I’ve been working on Relax a lot lately. I’ve recently added a Lucene.Net Symbiote project which Relax then uses to provide document indexing and LINQ queries for CouchDB (more about that in another post). A very important part of getting Relax to an RC is understanding how it all behaves under high load.
But what’s high load? We generally target SMBs or internal applications which aren’t going to see social networking kinds of stress. Still, I like knowing the upper bounds of what I’m working on.
I think if you’re familiar with this type of problem and you’re familiar with Rx, just looking at the code samples is probably all you need to appreciate what this is doing. This was a learning experience for me, and I was so happy with what a drastic improvement Reactive Extensions allowed me to easily introduce, I wanted to share it.
Finding A Good Source Of Data
I chose the Stack Overflow dataset (you need to scroll down to find the link to the ClearBits link). Though I often disagree philosophically with Jeff Atwood and Joel Spolsky say, Stack Overflow is a good thing and I really admire the SO team for sharing their data.
I’m only using the posts file atm, which is > 2 million records and the file size is roughly 2.8 GB. I think that’s plenty of data for what I need : )
The Best Way To Bulk Load In Relax / CouchDB
CouchDB provides a bulk document API which allows us to store multiple documents at once in order to save on the overhead involved in the persistence call. Relax makes extensive use of this API behind the scenes.

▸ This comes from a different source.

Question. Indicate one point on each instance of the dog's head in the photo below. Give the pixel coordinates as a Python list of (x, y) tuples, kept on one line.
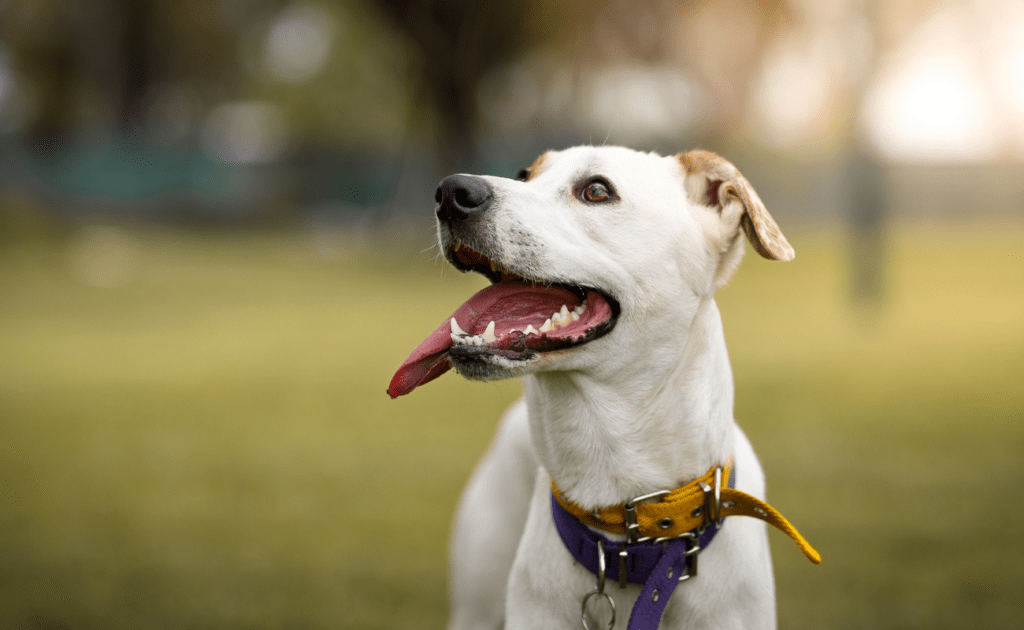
[(593, 253)]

In this case, we want to be able to batch several thousand documents together to persist at once to minimize the overhead cost.
The other thing to note is that CouchDB handles concurrent load exceptionally well (at least from my experience) and so I want the save commands firing off asynchronously as soon as the batch is ready.
Let The Fun Begin
The SO data is all in XML. Yay. This would allow me to use an XML reader to stream through the file and create documents. I’m doing this through an IObservable implementation. I use a base abstract class that provides me with my standard IObservable code. It’s nothing magic, but here’s the source for the sake of clarity:
public abstract class BaseObservable<TNotification>
: IObservable<TNotification>, IDisposable
{
protected ConcurrentBag<IObserver<TNotification>> observers { get; set; }
public virtual void Notify(TNotification notification)
{
observers.ForEach(x => x.OnNext(notification));
}
public virtual void SendCompletion()
{
observers.ForEach(x => x.OnCompleted());
}
public virtual IDisposable Subscribe(IObserver<TNotification> observer)
{
var disposable = this as IDisposable;
observers.Add(observer);
return disposable;
}
protected BaseObservable()
{
this.observers = new ConcurrentBag<IObserver<TNotification>>();
}
public void Dispose()
{
while (observers.Count > 0)
{
IObserver<TNotification> o;
observers.TryTake(out o);
}
}
}
Now for the important part: the observable XmlReader:
public class PostReader
: BaseObservable<XElement>
{
protected string xmlExportPath { get; set; }
public void Start()
{
using(var stream = new FileStream(
xmlExportPath,
FileMode.Open,
FileAccess.Read,
FileShare.None,
2048,
true))
{
using(var reader = XmlReader.Create(stream))
{
reader.MoveToContent();
while(reader.Read())
{
if(reader.NodeType == XmlNodeType.Element && reader.Name == "row")
{
var element = XElement.ReadFrom(reader) as XElement;
Notify(element);
}
}
}
}
SendCompletion();
}
public PostReader(string xmlExportPath)
{
this.xmlExportPath = xmlExportPath;
}
}
Basically, all I’m doing is reading in each row element (the row element represents a Post item), creating an XElement, notifying the observer(s), and sending the complete signal after the entire file has been read.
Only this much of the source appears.